Phylogenetic analysis of 2 cloned hagfish Rh glycoprotein sequences showed phylogenetic relationships of EsRhcg and EsRh-like peptide sequences. Analysis was completed using RAx-ML with methods previously described on the Cyberinfrastructure for Phylogenetic Research (CIPRES) Science Gateway servers. Branch support was estimated by bootstrap with 300 replications with auto-cutoff threshold set to 1,000. Cloned sequences are denoted with an arrow. Numbers in square brackets are the GenBank accession numbers of the sequences.

Fig. 7.

Representative micrographs depicting Pacific hagfish cutaneous cellular organization and EsRhcg localization. Hematoxylin and eosin staining (A) highlighting the large mucous cells (MC) and clearly defined basement membrane separating the epidermis (Ep) from the capillary-rich (Cp; denoted by arrows) dermis (De). Immunohistochemistry representative confocal images showing localization of the EsRhcg using Myxinid-derived antibodies (red) to the basal aspect of the epidermis (B). Immunoreactivity was observed along the length of the basement membrane of the epidermis, extending up to surround the large MC. Preabsorbed antibody control micrograph (B, inset) demonstrating no evidence of EsRhcg staining. Scale bars = 100 µm in A and 20 µm in B.

Fig. 8.

Cutaneous distribution of EsRhcg abundance in hagfish.

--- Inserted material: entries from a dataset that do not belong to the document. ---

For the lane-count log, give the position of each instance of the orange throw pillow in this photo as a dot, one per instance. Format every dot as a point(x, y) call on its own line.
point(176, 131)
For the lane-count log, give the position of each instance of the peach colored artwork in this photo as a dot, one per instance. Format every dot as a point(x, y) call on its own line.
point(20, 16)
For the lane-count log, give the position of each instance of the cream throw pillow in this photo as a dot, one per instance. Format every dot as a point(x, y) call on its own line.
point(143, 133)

Hagfish skin was excised in sequential sections (anterior, middle, posterior) from along the length of the animal. Skin sections were distributed by percentage distance from the snout (anterior: 27.58 ± 0.9%; middle: 57.21 ± 1.40%; posterior: 84.19 ± 1.08%). A: representative blot from anterior, middle, and posterior skin sections. B: relative abundance of cutaneous EsRhcg expression from sequential skin sections. Data are presented as means + SE (n). Bars with same letter are not statistically different (P < 0.05) as determined by one-way ANOVA followed by Holm-Sidak’s multiple comparisons post hoc test.